Iran’s Revolutionary Guards seized a cargo ship in the Strait of Hormuz on Saturday, days after Tehran threatened to close the crucial shipping route in retaliation for an Israeli strike on its Syria consulate that killed two Iranian generals, but the vessel they boarded is Portuguese flagged.
Portugal is a founding member of the North Atlantic Treaty Organization (NATO) so any attack on the sea-trading European nation invites a response from military forces of all other NATO member countries.
The war began with Hamas’s unprecedented October 7 attack inside Israel that resulted in the deaths of 1,170 people, mostly civilians. Israel’s brutal retaliatory offensive has killed almost 35,000 people in Gaza, mostly women and children, in a manner that some have described as a genocide.
As ceasefire talks aiming to pause the six-month-old Israel-Hamas war dragged on, fears that Iran could launch an attack on the Jewish state spurred France to recommend its citizens avoid the region.
Iran’s state-run IRNA news agency reported that the Special Naval Force of the Islamic Revolution Guards Corps (IRGC) had boarded the Portuguese-flagged MSC Aries, via helicopter and taken it into Iranian waters.
The Mediterranean Shipping Company, MSC, confirmed that the MSC Aries vessel was “boarded by Iranian authorities via helicopter” as the ship passed the Strait of Hormuz and was diverted toward Iran.
The ship has 25 crew onboard, said Giles Read, MSC Global Head of Communications. “We are working closely with the relevant authorities to ensure their well-being and safe return of the vessel.”
MSC said it had chartered the MSC Aries and that the vessel was owned by Gortal Shipping Inc, which “is affiliated to” Zodiac Maritime.
President Joe Biden said Iran is “threatening to launch a significant attack on Israel,” and pledged “ironclad” support for Washington’s top regional ally despite diplomatic tensions and domestic political blowback over Israel’s military conduct in Gaza.
Supreme Leader of the Islamic Revolution Ayatollah Seyyed Ali Khamenei said that Israel made the mistake of attacking the Iranian diplomatic mission in Syria, stressing that “Consulates and embassies of any country are regarded as the soil of that country.
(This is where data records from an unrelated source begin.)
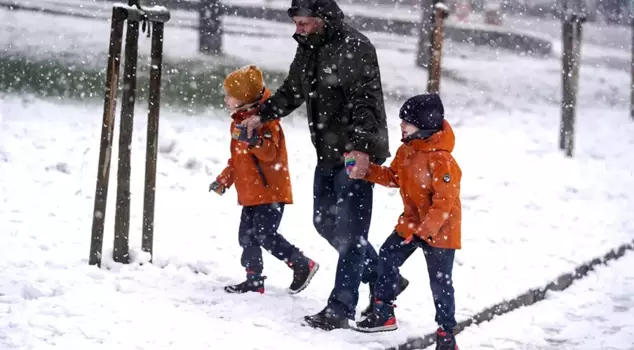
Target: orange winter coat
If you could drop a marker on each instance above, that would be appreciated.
(429, 181)
(259, 173)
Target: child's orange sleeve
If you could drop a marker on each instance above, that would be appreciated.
(228, 176)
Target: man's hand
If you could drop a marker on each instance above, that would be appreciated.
(252, 123)
(361, 164)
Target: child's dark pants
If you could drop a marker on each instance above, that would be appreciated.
(258, 229)
(395, 252)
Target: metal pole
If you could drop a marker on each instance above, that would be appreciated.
(433, 79)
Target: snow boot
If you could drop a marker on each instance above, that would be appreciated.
(402, 285)
(253, 283)
(381, 319)
(327, 320)
(445, 340)
(303, 272)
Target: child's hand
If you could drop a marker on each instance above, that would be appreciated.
(350, 163)
(217, 187)
(240, 134)
(359, 164)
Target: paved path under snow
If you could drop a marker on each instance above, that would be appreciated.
(596, 312)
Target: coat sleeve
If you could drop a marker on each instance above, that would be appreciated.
(363, 91)
(268, 149)
(227, 176)
(386, 175)
(446, 177)
(289, 96)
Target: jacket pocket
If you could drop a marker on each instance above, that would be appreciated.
(259, 169)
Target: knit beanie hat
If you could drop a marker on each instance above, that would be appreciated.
(245, 84)
(425, 111)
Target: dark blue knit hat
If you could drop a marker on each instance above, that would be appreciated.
(425, 111)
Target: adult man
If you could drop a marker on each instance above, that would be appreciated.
(335, 71)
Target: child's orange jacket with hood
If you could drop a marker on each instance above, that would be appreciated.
(260, 173)
(429, 181)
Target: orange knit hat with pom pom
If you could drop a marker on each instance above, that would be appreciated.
(245, 84)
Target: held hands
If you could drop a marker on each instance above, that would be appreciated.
(240, 134)
(217, 187)
(251, 124)
(357, 164)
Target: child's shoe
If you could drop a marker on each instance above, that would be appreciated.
(381, 319)
(254, 283)
(402, 284)
(445, 340)
(303, 271)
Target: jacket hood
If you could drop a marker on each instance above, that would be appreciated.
(253, 109)
(443, 140)
(328, 10)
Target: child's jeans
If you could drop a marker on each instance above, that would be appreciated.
(395, 252)
(258, 229)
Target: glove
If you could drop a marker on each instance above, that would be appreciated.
(350, 163)
(217, 187)
(360, 163)
(240, 134)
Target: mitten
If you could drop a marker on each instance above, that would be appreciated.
(350, 163)
(217, 187)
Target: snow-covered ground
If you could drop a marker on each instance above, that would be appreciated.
(529, 212)
(595, 313)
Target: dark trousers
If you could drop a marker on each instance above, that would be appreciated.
(395, 252)
(258, 229)
(342, 211)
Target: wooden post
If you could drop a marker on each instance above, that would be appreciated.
(210, 27)
(152, 138)
(632, 83)
(107, 128)
(122, 214)
(566, 60)
(434, 68)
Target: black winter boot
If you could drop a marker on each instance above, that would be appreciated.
(381, 319)
(303, 272)
(253, 283)
(445, 340)
(402, 285)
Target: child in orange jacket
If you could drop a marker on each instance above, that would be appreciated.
(429, 180)
(259, 169)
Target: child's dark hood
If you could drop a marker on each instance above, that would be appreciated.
(328, 10)
(442, 140)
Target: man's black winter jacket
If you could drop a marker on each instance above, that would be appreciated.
(339, 79)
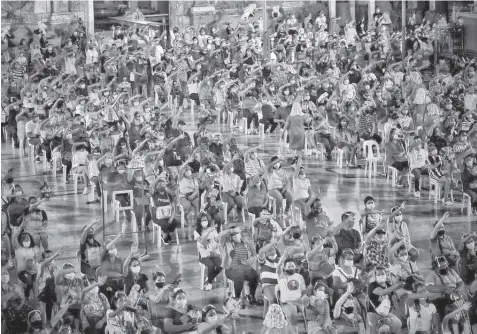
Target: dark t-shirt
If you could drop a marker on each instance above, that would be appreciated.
(129, 281)
(176, 316)
(375, 300)
(347, 239)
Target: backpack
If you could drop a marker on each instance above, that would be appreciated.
(263, 234)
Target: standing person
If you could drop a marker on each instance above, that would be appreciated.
(238, 257)
(208, 246)
(295, 125)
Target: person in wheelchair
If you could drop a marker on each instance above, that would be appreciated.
(381, 293)
(442, 244)
(445, 281)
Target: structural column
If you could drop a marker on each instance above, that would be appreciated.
(352, 9)
(332, 8)
(371, 10)
(432, 4)
(90, 16)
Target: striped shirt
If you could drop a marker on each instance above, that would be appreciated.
(241, 254)
(366, 122)
(268, 271)
(17, 74)
(252, 167)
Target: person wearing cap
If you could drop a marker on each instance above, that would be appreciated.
(239, 261)
(32, 129)
(211, 323)
(162, 208)
(468, 264)
(442, 244)
(398, 231)
(377, 242)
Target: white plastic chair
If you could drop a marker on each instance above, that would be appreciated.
(372, 160)
(393, 175)
(339, 157)
(261, 130)
(157, 234)
(76, 177)
(466, 199)
(123, 208)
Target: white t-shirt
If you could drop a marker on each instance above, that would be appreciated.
(291, 287)
(421, 321)
(33, 127)
(300, 188)
(118, 324)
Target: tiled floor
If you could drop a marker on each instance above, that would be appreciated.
(342, 189)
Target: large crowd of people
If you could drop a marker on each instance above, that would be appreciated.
(113, 110)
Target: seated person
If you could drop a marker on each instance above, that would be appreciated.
(380, 294)
(442, 244)
(347, 237)
(447, 283)
(318, 310)
(291, 287)
(346, 319)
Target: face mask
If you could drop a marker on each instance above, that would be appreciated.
(381, 278)
(212, 319)
(321, 295)
(237, 237)
(70, 276)
(272, 258)
(290, 271)
(37, 324)
(348, 263)
(181, 303)
(349, 310)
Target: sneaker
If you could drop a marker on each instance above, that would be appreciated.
(251, 300)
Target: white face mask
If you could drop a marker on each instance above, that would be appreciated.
(181, 303)
(321, 295)
(212, 319)
(403, 258)
(348, 263)
(70, 276)
(381, 278)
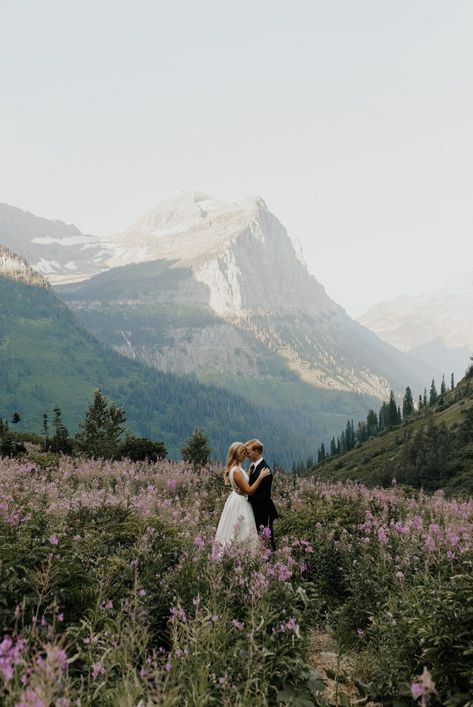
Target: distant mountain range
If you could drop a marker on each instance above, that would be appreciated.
(431, 449)
(218, 291)
(236, 268)
(57, 250)
(48, 359)
(435, 327)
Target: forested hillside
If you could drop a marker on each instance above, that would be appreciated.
(48, 359)
(431, 448)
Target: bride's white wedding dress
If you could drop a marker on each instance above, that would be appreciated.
(237, 522)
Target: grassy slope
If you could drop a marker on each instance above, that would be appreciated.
(377, 458)
(47, 358)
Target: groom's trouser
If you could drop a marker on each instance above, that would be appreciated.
(267, 522)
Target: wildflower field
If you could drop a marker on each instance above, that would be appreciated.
(113, 592)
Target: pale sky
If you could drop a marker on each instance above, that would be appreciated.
(353, 119)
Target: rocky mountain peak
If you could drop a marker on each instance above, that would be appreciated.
(240, 252)
(15, 267)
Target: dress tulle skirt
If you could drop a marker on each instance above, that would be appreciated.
(237, 522)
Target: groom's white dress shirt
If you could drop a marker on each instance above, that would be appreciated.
(255, 464)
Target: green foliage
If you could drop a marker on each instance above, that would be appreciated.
(142, 449)
(100, 433)
(407, 403)
(197, 450)
(47, 359)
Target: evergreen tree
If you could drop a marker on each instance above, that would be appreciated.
(361, 434)
(443, 386)
(141, 449)
(45, 430)
(197, 450)
(383, 417)
(433, 397)
(100, 432)
(392, 410)
(349, 434)
(407, 403)
(60, 442)
(372, 424)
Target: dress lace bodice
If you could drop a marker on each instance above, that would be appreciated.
(230, 476)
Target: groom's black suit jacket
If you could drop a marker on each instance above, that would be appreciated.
(261, 501)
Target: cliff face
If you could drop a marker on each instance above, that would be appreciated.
(265, 311)
(240, 252)
(436, 327)
(14, 267)
(57, 250)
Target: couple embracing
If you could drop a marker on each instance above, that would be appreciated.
(249, 509)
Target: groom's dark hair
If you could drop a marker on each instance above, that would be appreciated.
(255, 444)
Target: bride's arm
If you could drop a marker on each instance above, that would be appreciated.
(243, 484)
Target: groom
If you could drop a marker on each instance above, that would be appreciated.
(261, 501)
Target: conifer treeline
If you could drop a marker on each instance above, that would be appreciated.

When they attack our consulate, it means that they have attacked our soil.”
Of the 16 individuals killed in the attack, seven were from the IRGC, including two of its top leaders, Brigadier General Mohammad Reza Zahedi and Deputy General Mohammad Hadi Hajriahimi. This is similar to the U.S. strike in Iraq in 2017 that resulted in the death of Qasem Soleimani who was head of Quds Force at the time.
The strike on the consulate was intended to signal that there are consequences to Iranian support of groups like Hamas or Hezbollah or putting pressure on negotiators working on a cease-fire and hostage release in Gaza.
Auburn University faculty Peter White and Matt Clary recently said that, despite the heightened animosity between the two nations and the CIA’s belief it could lead to an Iranian retaliation, a larger war backed by major powers like the United States, Russia, and China is unlikely.
NATO and the United States support the opposite side of the conflict than China and Russia, and there is a bizarre assumption that Iran does want this to escalate into a full-scale conflict with Israel that would almost certainly draw in the United States.
Almost nobody ever wants a war, but when it arrives on one’s doorstep nobody wants to lose one.